看看unix下文本编辑器ed,顺便学习一下正则表达式:
http://www.gnu.org/software/ed/manual/ed_manual.html
关于正则表达式的manual:
- [wzb@wzb ~]$ man 7 regex | cat
- REGEX(7) REGEX(7)
- NAME
- regex - POSIX.2 regular expressions
- DESCRIPTION
- Regular expressions (‘‘RE’’s), as defined in POSIX.2, come in two
- forms: modern REs (roughly those of egrep; 1003.2 calls these
- ‘‘extended’’ REs) and obsolete REs (roughly those of ed(1); 1003.2
- ‘‘basic’’ REs). Obsolete REs mostly exist for backward compatibility
- in some old programs; they will be discussed at the end. 1003.2 leaves
- some aspects of RE syntax and semantics open; ‘(!)’ marks decisions on
- these aspects that may not be fully portable to other 1003.2 implemen-
- tations.
- A (modern) RE is one(!) or more non-empty(!) branches, separated by
- ‘|’. It matches anything that matches one of the branches.

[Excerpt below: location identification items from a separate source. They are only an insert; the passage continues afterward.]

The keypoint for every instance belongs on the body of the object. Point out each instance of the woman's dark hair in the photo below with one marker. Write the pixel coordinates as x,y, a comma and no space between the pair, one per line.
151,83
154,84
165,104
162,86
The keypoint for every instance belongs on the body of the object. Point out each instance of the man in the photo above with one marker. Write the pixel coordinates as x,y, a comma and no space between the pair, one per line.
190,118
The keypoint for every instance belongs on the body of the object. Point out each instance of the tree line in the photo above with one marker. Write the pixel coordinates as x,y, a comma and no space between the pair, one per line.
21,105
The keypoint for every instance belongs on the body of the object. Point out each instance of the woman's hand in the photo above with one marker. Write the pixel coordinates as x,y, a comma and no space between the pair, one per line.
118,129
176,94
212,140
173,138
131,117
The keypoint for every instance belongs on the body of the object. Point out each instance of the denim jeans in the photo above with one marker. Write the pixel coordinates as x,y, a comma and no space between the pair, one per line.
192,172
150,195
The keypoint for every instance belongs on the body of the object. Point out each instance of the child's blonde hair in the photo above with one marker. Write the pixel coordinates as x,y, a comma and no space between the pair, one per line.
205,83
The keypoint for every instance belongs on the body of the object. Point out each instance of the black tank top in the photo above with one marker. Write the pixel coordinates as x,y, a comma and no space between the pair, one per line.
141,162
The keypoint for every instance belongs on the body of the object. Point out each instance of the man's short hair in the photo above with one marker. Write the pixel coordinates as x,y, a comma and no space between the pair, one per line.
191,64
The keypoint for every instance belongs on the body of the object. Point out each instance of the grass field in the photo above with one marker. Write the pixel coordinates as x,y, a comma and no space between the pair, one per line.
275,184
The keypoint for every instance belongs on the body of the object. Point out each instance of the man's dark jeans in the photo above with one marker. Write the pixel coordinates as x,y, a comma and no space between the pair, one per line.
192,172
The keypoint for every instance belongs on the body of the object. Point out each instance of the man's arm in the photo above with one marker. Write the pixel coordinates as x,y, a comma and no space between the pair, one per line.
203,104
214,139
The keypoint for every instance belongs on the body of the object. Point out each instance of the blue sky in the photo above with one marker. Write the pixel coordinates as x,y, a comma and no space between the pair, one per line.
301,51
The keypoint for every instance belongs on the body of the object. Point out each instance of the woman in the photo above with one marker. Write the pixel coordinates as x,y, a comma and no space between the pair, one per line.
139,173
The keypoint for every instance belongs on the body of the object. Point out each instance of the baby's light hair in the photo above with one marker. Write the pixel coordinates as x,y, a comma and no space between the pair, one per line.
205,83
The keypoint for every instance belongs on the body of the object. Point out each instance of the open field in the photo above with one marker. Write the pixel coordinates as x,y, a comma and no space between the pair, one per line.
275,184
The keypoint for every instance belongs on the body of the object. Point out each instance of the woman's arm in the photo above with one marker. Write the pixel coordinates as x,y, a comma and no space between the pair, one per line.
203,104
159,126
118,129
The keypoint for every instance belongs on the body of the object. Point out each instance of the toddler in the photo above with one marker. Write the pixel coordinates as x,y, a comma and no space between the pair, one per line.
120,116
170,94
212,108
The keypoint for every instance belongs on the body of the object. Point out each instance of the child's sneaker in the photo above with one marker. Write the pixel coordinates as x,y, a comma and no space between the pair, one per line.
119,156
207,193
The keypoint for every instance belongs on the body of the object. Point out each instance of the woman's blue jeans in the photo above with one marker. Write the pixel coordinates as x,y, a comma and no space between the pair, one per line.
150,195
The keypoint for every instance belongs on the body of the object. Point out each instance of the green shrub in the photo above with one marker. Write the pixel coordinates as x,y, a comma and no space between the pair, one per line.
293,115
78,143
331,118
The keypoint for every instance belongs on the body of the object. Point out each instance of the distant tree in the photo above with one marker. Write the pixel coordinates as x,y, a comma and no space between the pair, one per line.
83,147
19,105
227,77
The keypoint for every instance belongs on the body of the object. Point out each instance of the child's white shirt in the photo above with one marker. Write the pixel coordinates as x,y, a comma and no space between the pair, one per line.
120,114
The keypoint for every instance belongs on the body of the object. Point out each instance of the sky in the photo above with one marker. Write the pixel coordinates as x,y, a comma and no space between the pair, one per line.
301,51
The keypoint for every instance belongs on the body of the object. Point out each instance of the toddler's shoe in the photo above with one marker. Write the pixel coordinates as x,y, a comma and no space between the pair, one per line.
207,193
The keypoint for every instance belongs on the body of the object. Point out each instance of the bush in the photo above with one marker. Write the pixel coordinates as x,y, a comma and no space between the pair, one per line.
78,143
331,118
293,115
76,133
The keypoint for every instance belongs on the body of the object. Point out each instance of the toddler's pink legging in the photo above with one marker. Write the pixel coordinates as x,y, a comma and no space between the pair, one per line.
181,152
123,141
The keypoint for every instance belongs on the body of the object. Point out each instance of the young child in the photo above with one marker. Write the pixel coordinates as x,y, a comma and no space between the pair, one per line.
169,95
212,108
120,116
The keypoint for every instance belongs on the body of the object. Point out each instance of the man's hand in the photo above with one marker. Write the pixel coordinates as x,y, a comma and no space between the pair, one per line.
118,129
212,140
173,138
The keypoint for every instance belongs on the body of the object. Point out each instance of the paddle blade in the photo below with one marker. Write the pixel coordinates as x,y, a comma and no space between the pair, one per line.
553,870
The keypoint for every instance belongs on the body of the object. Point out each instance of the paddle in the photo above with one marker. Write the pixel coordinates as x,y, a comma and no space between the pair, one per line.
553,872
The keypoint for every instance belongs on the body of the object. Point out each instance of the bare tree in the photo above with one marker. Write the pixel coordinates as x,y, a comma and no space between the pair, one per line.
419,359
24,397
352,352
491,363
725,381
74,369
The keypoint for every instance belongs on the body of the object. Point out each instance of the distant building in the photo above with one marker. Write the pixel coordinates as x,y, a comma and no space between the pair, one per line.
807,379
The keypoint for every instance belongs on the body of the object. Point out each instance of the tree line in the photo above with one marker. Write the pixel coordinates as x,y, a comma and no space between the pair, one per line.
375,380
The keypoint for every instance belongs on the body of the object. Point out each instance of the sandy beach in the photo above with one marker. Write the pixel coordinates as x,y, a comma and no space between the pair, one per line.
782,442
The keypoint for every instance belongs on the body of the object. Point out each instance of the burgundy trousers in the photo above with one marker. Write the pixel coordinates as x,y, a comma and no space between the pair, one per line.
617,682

- A branch is one(!) or more pieces, concatenated. It matches a match
- for the first, followed by a match for the second, etc.
- A piece is an atom possibly followed by a single(!) ‘*’, ‘+’, ‘?’, or
- bound. An atom followed by ‘*’ matches a sequence of 0 or more matches
- of the atom. An atom followed by ‘+’ matches a sequence of 1 or more
- matches of the atom. An atom followed by ‘?’ matches a sequence of 0
- or 1 matches of the atom.
- A bound is ‘{’ followed by an unsigned decimal integer, possibly fol-
- lowed by ‘,’ possibly followed by another unsigned decimal integer,
- always followed by ‘}’. The integers must lie between 0 and RE_DUP_MAX
- (255(!)) inclusive, and if there are two of them, the first may not
- exceed the second. An atom followed by a bound containing one integer
- i and no comma matches a sequence of exactly i matches of the atom. An
- atom followed by a bound containing one integer i and a comma matches a
- sequence of i or more matches of the atom. An atom followed by a bound
- containing two integers i and j matches a sequence of i through j
- (inclusive) matches of the atom.
- An atom is a regular expression enclosed in ‘()’ (matching a match for
- the regular expression), an empty set of ‘()’ (matching the null
- string)(!), a bracket expression (see below), ‘.’ (matching any single
- character), ‘^’ (matching the null string at the beginning of a line),
- ‘$’ (matching the null string at the end of a line), a ‘/’ followed by
- one of the characters ‘^.[$()|*+?{/’ (matching that character taken as
- an ordinary character), a ‘/’ followed by any other character(!)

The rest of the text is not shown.